Cohort Pic(k) of the Day: Fiat 126 – The Italian People’s Car Becomes The Polish People’s Car

When I first saw these shots posted by xiao car at the Cohort, I assumed it was a Polski Fiat 126p, as that’s where the majority of 126s were built (until 2000), and where it became iconic, essentially the Polish Beetle. But this appears to be a Fiat 126, and shot in Germany, so quite likely it was built in Italy.

The 126 was essentially a Fiat 500 with a new, boxier body and a few other minor changes. As such, it was soon outdated in Western Europe after it arrived in 1972, given its noisy little air cooled vertical twin engine in the rear and very limited interior room. But FSM in Poland took out a license to build it there starting in 1973, and it quickly became the de facto family car, the only one that was affordable and built in large numbers.

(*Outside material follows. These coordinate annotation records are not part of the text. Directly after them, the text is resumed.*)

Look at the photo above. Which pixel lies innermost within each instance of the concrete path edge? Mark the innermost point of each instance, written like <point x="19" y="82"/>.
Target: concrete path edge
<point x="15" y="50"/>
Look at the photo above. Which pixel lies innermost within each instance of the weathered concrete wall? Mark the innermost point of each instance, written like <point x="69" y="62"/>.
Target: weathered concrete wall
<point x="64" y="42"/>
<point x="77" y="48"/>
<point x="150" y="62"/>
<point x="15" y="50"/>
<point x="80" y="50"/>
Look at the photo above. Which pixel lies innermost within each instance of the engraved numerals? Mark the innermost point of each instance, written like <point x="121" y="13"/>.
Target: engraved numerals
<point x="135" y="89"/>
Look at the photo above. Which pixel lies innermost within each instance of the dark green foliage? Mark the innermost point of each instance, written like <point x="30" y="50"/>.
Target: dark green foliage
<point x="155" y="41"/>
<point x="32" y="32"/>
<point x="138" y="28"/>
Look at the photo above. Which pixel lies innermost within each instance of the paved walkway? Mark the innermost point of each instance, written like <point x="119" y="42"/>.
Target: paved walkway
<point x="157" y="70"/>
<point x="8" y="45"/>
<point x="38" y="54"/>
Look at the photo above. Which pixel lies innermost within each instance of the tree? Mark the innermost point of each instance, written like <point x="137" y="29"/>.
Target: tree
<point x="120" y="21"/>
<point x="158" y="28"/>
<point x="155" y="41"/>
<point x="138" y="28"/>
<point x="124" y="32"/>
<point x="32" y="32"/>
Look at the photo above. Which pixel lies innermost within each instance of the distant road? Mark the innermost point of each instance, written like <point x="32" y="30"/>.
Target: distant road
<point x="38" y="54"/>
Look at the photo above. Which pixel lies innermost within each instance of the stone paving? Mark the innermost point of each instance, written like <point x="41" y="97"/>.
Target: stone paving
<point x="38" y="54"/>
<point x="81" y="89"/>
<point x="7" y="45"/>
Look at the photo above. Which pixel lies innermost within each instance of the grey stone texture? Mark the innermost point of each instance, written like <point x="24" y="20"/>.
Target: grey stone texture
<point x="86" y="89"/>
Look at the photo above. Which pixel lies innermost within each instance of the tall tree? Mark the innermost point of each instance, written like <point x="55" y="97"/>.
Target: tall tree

The 500’s engine was increased in size to 592 cc, and then again to 652 cc at the end of 1977. In 1987, the 126 BIS went into production, with a 704 cc water cooled engine, as also used in the Fiat Cinquecento, as its base engine. The current Fiat 500 still offers a 875 Twin Air engine. It’s a long tradition.

Given the rear air intakes, I assume this is an older air-cooled version.

It’s hard to get a sense of just how small these cars are unless one sees it in the company of modern cars. They look like toys.

But they were an instrumental part of the process of putting Europeans into their first set of wheels, starting in Italy and continuing in Poland for almost three decades.